Crop dusters flying over Fulton, Hancock, Lucas, Williams, and 17 other Ohio counties next month will do harm only to gypsy moth caterpillars, state agriculture officials say.
The spraying program to control the voracious caterpillars, which begins May 1 in east central Ohio, will conclude by midmonth after spraying 16,000 acres. Most of the spraying will occur between 6 and 10 a.m., but arrival of the crop dusters in northwest Ohio will depend on whether their flights in eastern Ohio are delayed by weather.

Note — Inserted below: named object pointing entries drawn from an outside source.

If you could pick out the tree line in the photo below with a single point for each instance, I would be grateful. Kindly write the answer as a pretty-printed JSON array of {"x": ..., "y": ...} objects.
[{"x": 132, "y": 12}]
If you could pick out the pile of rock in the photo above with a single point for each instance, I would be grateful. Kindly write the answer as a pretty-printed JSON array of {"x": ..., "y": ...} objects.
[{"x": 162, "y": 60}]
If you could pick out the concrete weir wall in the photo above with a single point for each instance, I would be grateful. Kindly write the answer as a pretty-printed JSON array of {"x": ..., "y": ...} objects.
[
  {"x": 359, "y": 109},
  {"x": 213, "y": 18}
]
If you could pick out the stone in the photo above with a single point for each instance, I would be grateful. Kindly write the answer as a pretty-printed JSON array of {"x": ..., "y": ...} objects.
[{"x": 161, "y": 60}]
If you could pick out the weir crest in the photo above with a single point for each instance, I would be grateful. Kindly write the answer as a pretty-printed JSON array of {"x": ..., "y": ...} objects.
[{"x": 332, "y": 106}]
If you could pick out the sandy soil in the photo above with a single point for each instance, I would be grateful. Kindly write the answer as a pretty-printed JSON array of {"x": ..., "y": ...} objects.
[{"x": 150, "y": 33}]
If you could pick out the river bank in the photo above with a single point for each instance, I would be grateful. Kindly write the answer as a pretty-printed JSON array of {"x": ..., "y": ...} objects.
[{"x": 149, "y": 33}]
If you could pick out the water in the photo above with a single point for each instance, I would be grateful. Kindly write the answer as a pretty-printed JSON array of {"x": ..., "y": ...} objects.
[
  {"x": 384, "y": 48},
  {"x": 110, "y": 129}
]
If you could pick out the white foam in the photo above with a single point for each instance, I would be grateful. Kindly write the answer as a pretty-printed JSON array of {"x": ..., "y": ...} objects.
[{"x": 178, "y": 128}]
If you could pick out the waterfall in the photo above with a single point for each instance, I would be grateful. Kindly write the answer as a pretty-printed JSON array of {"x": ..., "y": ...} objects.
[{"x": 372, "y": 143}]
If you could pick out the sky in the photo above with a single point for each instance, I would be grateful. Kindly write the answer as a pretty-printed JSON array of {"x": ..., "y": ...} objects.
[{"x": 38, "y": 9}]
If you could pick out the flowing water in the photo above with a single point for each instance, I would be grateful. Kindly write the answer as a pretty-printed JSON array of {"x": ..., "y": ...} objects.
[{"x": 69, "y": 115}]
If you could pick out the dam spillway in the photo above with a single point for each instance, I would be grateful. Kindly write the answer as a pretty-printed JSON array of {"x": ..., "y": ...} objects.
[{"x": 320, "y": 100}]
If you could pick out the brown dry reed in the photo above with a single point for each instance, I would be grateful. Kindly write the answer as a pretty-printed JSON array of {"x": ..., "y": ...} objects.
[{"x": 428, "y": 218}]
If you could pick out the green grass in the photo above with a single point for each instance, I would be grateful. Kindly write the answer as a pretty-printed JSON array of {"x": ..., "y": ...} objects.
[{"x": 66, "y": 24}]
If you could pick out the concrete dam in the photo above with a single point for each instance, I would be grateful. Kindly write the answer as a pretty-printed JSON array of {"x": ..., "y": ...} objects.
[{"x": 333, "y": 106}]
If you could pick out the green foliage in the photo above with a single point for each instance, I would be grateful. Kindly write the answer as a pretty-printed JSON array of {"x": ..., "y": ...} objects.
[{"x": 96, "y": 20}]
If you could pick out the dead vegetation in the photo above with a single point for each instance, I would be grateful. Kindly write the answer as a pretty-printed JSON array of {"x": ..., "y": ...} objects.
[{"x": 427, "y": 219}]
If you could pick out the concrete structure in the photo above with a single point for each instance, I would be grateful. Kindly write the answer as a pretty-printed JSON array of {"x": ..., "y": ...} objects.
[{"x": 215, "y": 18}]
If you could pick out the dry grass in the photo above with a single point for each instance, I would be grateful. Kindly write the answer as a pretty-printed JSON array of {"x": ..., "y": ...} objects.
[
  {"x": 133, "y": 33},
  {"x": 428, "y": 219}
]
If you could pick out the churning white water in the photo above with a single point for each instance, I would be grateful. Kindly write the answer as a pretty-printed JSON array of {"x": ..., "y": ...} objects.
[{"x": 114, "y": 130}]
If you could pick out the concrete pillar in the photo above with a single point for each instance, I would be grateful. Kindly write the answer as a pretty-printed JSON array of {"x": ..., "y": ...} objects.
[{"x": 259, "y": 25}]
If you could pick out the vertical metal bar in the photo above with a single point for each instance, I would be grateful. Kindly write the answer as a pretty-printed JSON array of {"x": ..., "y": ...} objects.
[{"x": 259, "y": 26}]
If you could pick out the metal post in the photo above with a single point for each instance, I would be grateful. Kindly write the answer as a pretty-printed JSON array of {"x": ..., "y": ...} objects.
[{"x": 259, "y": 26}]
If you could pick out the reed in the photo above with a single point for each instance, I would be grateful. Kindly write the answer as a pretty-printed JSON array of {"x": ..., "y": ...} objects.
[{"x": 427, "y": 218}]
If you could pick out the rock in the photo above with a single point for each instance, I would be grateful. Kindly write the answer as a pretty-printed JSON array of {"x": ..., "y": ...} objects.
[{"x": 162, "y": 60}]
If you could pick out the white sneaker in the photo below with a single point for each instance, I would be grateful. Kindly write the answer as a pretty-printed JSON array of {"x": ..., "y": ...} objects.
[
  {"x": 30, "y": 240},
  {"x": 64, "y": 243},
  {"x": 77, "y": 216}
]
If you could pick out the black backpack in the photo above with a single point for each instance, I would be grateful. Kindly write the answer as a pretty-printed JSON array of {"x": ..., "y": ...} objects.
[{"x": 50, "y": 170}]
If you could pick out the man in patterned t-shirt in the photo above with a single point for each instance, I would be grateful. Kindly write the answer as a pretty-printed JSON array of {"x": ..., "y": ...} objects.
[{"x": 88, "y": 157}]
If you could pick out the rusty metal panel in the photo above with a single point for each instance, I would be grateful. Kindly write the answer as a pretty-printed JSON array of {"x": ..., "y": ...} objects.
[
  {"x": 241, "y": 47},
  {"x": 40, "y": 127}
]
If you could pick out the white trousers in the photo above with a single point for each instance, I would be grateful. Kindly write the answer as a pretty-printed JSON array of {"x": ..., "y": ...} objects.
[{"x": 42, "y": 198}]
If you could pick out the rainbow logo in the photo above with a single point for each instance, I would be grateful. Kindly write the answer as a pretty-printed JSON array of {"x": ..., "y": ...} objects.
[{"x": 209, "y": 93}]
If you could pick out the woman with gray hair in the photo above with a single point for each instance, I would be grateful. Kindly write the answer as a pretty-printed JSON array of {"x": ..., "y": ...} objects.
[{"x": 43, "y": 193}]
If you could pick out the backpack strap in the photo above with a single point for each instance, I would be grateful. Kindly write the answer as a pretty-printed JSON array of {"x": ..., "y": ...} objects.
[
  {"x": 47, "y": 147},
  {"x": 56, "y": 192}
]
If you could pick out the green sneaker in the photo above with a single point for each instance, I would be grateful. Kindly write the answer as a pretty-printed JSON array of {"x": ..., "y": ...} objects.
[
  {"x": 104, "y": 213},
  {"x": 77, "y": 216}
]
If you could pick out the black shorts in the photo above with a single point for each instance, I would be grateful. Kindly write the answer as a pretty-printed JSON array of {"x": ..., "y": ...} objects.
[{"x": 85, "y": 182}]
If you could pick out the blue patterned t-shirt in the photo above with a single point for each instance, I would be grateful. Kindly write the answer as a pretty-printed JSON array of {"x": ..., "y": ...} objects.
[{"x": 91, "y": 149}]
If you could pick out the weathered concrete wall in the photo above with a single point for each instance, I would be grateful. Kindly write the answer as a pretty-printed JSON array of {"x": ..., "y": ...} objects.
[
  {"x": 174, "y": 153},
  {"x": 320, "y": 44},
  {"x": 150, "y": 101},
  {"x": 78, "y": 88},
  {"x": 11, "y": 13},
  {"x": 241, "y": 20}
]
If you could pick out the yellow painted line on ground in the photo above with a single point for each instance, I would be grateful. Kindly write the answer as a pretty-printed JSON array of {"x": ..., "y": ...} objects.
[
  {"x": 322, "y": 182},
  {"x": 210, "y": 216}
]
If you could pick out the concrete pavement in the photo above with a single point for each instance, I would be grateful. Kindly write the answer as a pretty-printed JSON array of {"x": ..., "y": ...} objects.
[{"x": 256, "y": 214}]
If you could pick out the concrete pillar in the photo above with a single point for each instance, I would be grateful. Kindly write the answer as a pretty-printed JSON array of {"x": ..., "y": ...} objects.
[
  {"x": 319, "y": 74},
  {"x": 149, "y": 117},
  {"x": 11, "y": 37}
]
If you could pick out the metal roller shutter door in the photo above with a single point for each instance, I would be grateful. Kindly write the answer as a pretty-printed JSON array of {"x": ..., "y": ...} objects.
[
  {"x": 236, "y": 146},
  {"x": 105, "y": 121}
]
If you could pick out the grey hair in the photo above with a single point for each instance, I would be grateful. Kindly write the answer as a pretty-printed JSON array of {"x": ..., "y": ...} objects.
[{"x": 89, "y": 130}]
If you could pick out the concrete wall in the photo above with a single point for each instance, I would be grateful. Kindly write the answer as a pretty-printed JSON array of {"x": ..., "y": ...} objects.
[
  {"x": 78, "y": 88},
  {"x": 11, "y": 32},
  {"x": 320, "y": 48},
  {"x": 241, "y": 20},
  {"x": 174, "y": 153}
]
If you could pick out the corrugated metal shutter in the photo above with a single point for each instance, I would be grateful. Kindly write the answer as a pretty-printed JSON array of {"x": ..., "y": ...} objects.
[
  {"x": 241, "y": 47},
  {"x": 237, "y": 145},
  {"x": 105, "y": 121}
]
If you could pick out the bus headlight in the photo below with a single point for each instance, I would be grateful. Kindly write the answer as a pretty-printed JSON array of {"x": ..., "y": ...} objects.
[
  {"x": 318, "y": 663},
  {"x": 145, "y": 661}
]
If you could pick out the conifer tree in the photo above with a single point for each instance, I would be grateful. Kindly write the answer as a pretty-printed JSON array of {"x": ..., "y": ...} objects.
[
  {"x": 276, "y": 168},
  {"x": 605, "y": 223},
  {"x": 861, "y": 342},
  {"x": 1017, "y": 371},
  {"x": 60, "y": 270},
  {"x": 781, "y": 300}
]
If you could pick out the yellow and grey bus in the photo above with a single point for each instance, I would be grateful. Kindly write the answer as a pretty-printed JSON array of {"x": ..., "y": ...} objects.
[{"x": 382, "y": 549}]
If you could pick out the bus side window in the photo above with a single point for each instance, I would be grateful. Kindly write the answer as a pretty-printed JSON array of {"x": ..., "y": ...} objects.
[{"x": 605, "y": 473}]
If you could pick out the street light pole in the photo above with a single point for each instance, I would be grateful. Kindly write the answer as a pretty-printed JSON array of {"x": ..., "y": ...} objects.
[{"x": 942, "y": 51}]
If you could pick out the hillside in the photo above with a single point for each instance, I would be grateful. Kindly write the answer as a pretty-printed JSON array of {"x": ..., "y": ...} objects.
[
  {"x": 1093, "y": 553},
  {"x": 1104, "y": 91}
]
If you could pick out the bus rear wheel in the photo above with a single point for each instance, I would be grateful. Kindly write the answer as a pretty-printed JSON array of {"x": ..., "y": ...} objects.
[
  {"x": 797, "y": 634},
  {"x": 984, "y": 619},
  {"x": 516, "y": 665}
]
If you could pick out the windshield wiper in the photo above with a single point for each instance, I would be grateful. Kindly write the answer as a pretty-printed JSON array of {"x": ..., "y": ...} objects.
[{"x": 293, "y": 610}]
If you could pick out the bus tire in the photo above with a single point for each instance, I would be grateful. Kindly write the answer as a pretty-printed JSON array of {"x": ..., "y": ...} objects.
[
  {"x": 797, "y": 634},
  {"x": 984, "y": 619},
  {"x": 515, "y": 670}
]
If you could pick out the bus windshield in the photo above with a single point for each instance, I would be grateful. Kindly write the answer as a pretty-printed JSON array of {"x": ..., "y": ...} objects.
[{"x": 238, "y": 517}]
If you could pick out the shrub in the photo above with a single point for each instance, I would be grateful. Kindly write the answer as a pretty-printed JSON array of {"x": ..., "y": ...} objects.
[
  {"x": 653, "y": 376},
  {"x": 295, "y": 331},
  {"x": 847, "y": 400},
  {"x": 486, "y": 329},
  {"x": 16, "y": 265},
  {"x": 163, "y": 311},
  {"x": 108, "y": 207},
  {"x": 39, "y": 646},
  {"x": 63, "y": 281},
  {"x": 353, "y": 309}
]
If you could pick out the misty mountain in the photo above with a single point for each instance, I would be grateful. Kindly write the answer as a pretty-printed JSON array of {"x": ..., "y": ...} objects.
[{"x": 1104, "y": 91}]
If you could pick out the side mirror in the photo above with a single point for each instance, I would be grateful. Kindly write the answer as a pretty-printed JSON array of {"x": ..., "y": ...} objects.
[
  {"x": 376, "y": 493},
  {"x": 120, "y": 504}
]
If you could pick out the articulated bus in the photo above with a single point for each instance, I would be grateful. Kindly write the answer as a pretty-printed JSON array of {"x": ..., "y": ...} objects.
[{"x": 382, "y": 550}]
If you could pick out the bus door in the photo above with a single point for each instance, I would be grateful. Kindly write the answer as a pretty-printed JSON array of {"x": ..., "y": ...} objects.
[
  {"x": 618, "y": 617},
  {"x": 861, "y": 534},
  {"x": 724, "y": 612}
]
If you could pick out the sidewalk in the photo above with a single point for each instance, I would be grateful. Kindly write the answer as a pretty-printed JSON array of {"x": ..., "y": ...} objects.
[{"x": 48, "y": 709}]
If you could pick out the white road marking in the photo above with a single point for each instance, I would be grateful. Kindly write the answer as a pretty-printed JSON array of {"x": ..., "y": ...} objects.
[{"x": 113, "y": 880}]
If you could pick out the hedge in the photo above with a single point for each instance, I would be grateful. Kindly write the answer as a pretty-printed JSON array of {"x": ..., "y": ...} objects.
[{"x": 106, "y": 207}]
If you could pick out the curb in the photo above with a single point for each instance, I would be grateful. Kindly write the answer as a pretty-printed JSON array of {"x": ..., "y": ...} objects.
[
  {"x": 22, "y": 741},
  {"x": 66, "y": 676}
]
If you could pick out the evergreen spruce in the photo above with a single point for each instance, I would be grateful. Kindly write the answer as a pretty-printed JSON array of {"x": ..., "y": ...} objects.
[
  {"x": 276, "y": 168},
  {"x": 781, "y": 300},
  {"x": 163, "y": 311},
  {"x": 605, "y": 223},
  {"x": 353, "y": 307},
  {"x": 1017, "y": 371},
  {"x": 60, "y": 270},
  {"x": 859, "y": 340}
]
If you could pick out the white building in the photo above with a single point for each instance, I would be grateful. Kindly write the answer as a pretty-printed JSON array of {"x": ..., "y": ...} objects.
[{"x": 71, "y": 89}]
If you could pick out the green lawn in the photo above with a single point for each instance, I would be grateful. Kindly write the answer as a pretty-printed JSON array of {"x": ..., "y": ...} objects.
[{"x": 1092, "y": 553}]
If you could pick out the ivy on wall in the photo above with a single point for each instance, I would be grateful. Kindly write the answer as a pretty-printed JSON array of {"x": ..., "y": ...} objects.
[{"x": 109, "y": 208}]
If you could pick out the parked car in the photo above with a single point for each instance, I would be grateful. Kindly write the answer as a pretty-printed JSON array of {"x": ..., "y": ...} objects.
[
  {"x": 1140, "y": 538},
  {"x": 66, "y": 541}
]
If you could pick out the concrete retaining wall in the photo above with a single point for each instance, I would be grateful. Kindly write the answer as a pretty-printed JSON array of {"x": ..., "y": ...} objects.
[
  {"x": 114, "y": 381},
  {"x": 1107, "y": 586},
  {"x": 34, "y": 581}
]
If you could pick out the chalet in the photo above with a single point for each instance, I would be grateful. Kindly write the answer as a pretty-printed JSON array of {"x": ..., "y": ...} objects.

Areas of the four counties in northwest Ohio will be treated with a bacillus that isn't dangerous to humans, pets, birds, fish, and honeybees, Melanie Wilt, an agriculture department spokeswoman said. But the spray, in effect an organic insecticide, forms toxins in the caterpillars' digestive systems, causing them to stop eating and, eventually, killing them, Ms. Wilt said.
The state is targeting the larval stage of the insect because gypsy moth caterpillars feed on tree bark and leaves.
“A couple or three years of that can really damage a tree to the point where it dies,” Ms. Wilt said. The moth itself is “just a pest,” she said, and people who live in moth-infested areas are often driven indoors by the nuisance of moth excrement.
Gypsy moths have been located in 42 Ohio counties.
“Our goal is not to eliminate the gypsy moth - that would be next to impossible - but to minimize the damage it causes and not let it spread to other areas,” Ms. Wilt said.